Но она уже и сама остановилась – навстречу нам двигались люди. Трое или четверо, я узнала злых дядек из зала. Вот уж действительно – на их грубых лицах сияли отвратительные ухмылки. Попытка броситься назад ни к чему не привела, оттуда тоже появились три знакомых силуэта. Уж «ядерную войну» и ее мамашу я ни с кем не спутала бы. Вправо, влево – бесполезно. Мы попали в самое настоящее окружение. Марина тоже поняла это, потому вцепилась мне в руку и заплакала.
А они подходили все ближе, ухмылялись с самым недобрым видом, но пока не предпринимали попыток напасть. Бежать было бесполезно, сопротивляться – бессмысленно…
Непонятно откуда появился Дед. Он подождал, пока все соберутся, и заговорил – тихо, но в наступившей звенящей тишине отчетливо слышно было каждое его слово.
– Вот что бывает, когда наших детей растят всякие недостойные личности. Теперь, моя дорогая, – обратился он к мамаше «ядерной войны», – уже и я вижу, что толку от этой девчонки не будет. Какова мать, такова и дочь – строптивая, своевольная. Нам такие не нужны. Ты, – это он уже ко мне, – отреклась от нашего рода, презрела наш дар. Хотя к тебе отнеслись здесь с таким уважением, какого не удостоилась в нашем доме ни одна женщина. Ну что ж, будь по-твоему. Однако, господа, как ни крути, а в ней течет наша кровь, и уж разбрасываться своей кровью нам не следует. Так возьмем же эту кровь обратно себе! Раз она не захотела стать одной из нас, значит, будет жертвой.

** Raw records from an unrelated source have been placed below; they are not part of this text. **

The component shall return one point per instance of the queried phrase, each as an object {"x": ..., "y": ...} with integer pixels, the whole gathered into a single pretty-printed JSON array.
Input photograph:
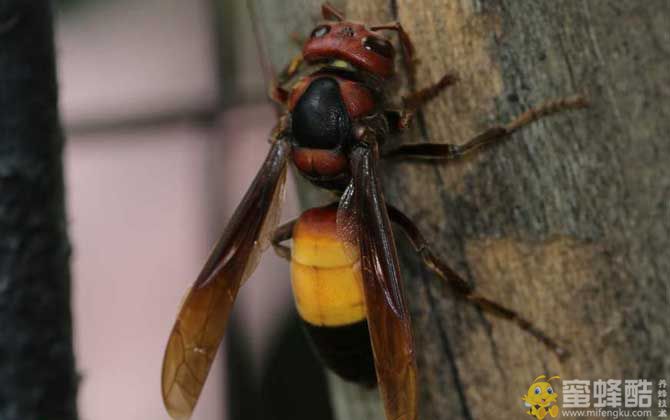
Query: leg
[
  {"x": 281, "y": 234},
  {"x": 405, "y": 44},
  {"x": 463, "y": 287},
  {"x": 444, "y": 151},
  {"x": 399, "y": 120}
]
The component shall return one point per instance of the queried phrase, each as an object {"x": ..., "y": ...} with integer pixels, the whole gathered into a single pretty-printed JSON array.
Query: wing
[
  {"x": 203, "y": 316},
  {"x": 388, "y": 318}
]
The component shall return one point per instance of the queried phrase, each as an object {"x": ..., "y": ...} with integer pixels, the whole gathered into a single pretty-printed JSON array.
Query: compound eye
[
  {"x": 379, "y": 46},
  {"x": 320, "y": 31}
]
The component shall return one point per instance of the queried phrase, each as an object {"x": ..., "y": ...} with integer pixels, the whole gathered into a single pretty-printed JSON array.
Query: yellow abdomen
[{"x": 325, "y": 276}]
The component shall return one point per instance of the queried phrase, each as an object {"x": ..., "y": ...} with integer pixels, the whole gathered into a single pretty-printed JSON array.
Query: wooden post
[
  {"x": 37, "y": 375},
  {"x": 566, "y": 222}
]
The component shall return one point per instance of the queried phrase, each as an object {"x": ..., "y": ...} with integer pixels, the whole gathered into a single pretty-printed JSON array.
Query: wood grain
[{"x": 567, "y": 222}]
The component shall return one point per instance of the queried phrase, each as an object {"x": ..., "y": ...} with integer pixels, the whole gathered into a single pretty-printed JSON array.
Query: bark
[
  {"x": 36, "y": 358},
  {"x": 567, "y": 222}
]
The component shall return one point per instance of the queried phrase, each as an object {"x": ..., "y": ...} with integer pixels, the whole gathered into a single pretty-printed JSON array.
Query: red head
[{"x": 362, "y": 47}]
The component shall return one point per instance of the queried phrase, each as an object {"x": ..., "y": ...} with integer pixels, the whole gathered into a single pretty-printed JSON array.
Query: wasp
[{"x": 344, "y": 264}]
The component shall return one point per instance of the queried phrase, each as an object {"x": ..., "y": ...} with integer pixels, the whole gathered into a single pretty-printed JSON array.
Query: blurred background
[{"x": 164, "y": 107}]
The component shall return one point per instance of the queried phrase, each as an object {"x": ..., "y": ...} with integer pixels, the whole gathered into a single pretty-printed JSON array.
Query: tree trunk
[
  {"x": 37, "y": 375},
  {"x": 567, "y": 222}
]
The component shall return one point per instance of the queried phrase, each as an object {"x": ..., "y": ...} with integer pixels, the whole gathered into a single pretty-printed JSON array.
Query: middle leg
[
  {"x": 465, "y": 288},
  {"x": 445, "y": 151}
]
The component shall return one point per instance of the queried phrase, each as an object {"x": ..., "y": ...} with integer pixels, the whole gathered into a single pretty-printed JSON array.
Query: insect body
[
  {"x": 328, "y": 289},
  {"x": 345, "y": 273}
]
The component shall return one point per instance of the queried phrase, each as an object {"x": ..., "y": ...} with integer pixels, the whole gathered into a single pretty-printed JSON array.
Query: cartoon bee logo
[{"x": 541, "y": 398}]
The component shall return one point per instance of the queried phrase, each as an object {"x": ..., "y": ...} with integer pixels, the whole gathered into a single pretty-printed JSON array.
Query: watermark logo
[
  {"x": 541, "y": 399},
  {"x": 608, "y": 398}
]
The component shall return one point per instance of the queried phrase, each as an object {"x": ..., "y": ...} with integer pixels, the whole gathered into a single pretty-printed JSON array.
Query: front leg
[{"x": 446, "y": 151}]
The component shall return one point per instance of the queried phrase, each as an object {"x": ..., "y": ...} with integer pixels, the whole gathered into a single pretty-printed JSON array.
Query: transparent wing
[
  {"x": 202, "y": 319},
  {"x": 388, "y": 317}
]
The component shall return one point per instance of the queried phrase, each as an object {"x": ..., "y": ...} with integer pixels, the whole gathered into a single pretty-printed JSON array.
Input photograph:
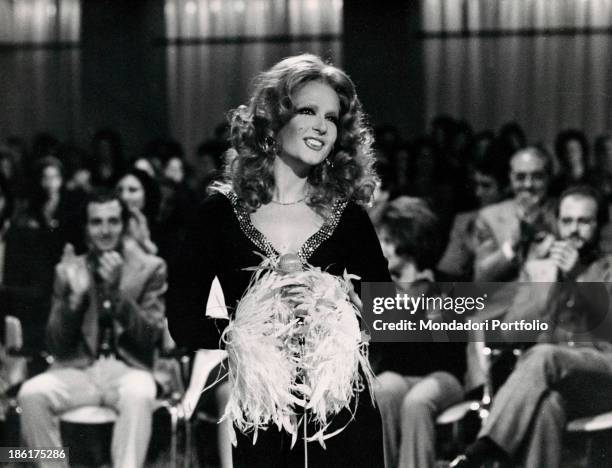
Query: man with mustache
[
  {"x": 106, "y": 318},
  {"x": 509, "y": 232},
  {"x": 568, "y": 374}
]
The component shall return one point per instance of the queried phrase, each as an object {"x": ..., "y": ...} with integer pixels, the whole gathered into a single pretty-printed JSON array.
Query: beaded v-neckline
[{"x": 264, "y": 244}]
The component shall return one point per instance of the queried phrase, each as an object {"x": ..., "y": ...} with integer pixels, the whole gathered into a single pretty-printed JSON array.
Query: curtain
[
  {"x": 543, "y": 63},
  {"x": 215, "y": 48},
  {"x": 39, "y": 67}
]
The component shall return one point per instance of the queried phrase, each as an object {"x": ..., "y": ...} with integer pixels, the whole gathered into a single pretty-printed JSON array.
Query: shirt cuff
[{"x": 508, "y": 251}]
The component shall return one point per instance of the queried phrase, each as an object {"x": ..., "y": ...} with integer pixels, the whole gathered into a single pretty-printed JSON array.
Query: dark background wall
[
  {"x": 384, "y": 57},
  {"x": 123, "y": 70}
]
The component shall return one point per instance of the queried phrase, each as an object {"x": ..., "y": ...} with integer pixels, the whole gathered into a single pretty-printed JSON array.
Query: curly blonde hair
[{"x": 348, "y": 172}]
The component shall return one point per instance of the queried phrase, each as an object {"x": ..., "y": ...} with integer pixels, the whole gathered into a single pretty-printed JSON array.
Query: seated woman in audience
[
  {"x": 34, "y": 245},
  {"x": 141, "y": 194},
  {"x": 490, "y": 185},
  {"x": 420, "y": 379},
  {"x": 572, "y": 151}
]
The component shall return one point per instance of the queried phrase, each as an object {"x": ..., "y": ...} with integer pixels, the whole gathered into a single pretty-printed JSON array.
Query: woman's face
[
  {"x": 308, "y": 138},
  {"x": 51, "y": 179},
  {"x": 174, "y": 170},
  {"x": 132, "y": 192}
]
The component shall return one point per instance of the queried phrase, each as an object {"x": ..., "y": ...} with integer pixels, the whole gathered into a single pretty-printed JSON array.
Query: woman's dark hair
[
  {"x": 414, "y": 229},
  {"x": 347, "y": 174},
  {"x": 151, "y": 190},
  {"x": 566, "y": 136},
  {"x": 37, "y": 195}
]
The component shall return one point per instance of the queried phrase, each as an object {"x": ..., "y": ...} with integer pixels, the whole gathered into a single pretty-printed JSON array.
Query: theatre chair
[
  {"x": 457, "y": 413},
  {"x": 591, "y": 427}
]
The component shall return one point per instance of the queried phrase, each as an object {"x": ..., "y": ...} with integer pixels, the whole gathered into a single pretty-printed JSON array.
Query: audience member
[
  {"x": 508, "y": 231},
  {"x": 411, "y": 392},
  {"x": 107, "y": 317},
  {"x": 572, "y": 151},
  {"x": 140, "y": 192},
  {"x": 569, "y": 372},
  {"x": 34, "y": 245},
  {"x": 490, "y": 183}
]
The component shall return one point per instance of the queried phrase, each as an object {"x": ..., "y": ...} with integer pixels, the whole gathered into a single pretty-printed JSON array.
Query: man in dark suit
[
  {"x": 106, "y": 318},
  {"x": 568, "y": 373}
]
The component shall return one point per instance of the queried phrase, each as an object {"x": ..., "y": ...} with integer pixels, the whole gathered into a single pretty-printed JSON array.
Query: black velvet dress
[{"x": 223, "y": 242}]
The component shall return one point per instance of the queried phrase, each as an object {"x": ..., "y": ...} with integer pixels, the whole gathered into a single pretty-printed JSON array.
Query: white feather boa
[{"x": 295, "y": 348}]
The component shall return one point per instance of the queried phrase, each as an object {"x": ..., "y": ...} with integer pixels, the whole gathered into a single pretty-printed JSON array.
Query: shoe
[{"x": 462, "y": 461}]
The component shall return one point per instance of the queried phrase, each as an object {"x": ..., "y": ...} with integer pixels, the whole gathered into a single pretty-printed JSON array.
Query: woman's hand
[{"x": 138, "y": 229}]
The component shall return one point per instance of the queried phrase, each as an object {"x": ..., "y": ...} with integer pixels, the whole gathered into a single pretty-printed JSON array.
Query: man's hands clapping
[{"x": 77, "y": 280}]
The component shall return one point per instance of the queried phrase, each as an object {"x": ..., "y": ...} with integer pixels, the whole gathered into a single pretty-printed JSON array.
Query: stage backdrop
[
  {"x": 215, "y": 47},
  {"x": 39, "y": 67},
  {"x": 544, "y": 63}
]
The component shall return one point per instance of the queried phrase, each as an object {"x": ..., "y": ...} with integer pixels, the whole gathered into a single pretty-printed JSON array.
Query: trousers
[
  {"x": 550, "y": 384},
  {"x": 408, "y": 406},
  {"x": 108, "y": 382}
]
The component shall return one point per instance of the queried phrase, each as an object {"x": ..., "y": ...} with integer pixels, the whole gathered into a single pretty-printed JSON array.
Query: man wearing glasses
[{"x": 509, "y": 232}]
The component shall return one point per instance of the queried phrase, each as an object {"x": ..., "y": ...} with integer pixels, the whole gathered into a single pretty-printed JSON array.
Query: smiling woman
[{"x": 298, "y": 173}]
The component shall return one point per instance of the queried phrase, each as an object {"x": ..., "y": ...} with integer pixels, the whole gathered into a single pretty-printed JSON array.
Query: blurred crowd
[{"x": 452, "y": 204}]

Не успела я окончательно осознать смысл этих страшных слов, как окружающие меня люди – впрочем, какие там они люди! – начали меняться.
Лицо ближайшего ко мне «злого дядьки» обратилось мордой какой-то диковинной рептилии, складчатая голая кожа покрыла все тело, ставшее невероятно длинным, метра три там было точно. Второй, напротив, оброс мехом, а морда превратилась в что-то среднее между медведем и свиньей, с оскаленных клыков капала пена. «Ядерная война» осталась верна себе – ее разнесло до неимоверных размеров, а морда почему-то стала точь-в-точь крысиная, только опять же размеров немалых. А вот ее мать, наоборот, вытянулась в нечто дохло-сушеное, опять же похожее на рептилию, ребра проглядывали по всей длине, а в пустых глазницах мумифицированной головы непонятного вида клубилась тьма.
Марина ахнула и еще крепче вцепилась в мою руку. А ведь она, бедная, уже такое видела, и тогда ей удалось спастись. А теперь…
Я обняла Марину за шею и прижала ее лицо к своей груди. Пусть хотя бы не видит.